Una volta, infatti, alla procura di Bari tutto funzionava come avrebbe dovuto. I pm portavano avanti indagini giuste e lo facevano nel migliore dei modi, gli imputati godevano di tutte le garanzie costituzionalmente previste, le proroghe servivano a fare maggiore chiarezza e le dichiarazioni sibilline del mondo politico a proposito di eventuali "scosse" in arrivo erano solo frutto di premonizioni. Una volta, era prassi pressoché consolidata (e normale) passare dalla carriera in procura a quella in politica attraverso una porta girevole con uscita a sinistra, come è stato nel caso di Alberto Maritati, Michele Emiliano, Gianrico Carofiglio e Lorenzo Nicastro.

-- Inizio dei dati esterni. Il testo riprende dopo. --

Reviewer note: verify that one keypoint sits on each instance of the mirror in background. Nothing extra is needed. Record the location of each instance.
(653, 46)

Mutatis mutandis, per i "sinistri" interpreti della politica oggi, invece, è tutto diverso. I pm fanno richieste "interessate", gli imputati vengono privati del diritto a conoscere gli elementi posti a fondamento delle accuse e vengono ugualmente privati della possibilità di potersi difendere dimostrando la propria estraneità alle ipotesi di reato; quanto alle proroghe, sono soltanto una escamotage per rallentare il corso di un’indagine anziché un modo per vederci più chiaro. Per ipotizzare un certo contatto tra Palazzi e procure, poi, oggi basta molto meno di qualche premonizione. E se prima non era neppure concesso nutrire qualche perplessità sui metodi di conduzione di certe indagini (e su certe strane coincidenze), ora invece ci si appella al fumus persecutionis di questa procura come unica via di uscita da una situazione in alternativa alla quale rimane solo l’arresto. Il caso Tedesco docet: la semplice ipotesi garantista, nel nuovo contesto, non viene presa in considerazione.

Che avvenga per conferma o per confutazione, insomma, la prova di un rapporto patologico tra politica e giustizia in Italia esiste ed è sotto gli occhi di tutti, come il caso di Bari – sia per un verso che per l’altro – dimostra. Come vanno le cose lo sanno anche i cosiddetti "insospettabili", quelli che di facciata condannano certe dinamiche salvo, poi, incentivarle sottobanco per cercare nascostamente (e meschinamente) di trarne vantaggio. Che poi, sono gli "utili idioti" di cui ne è pieno il mondo (e la politica).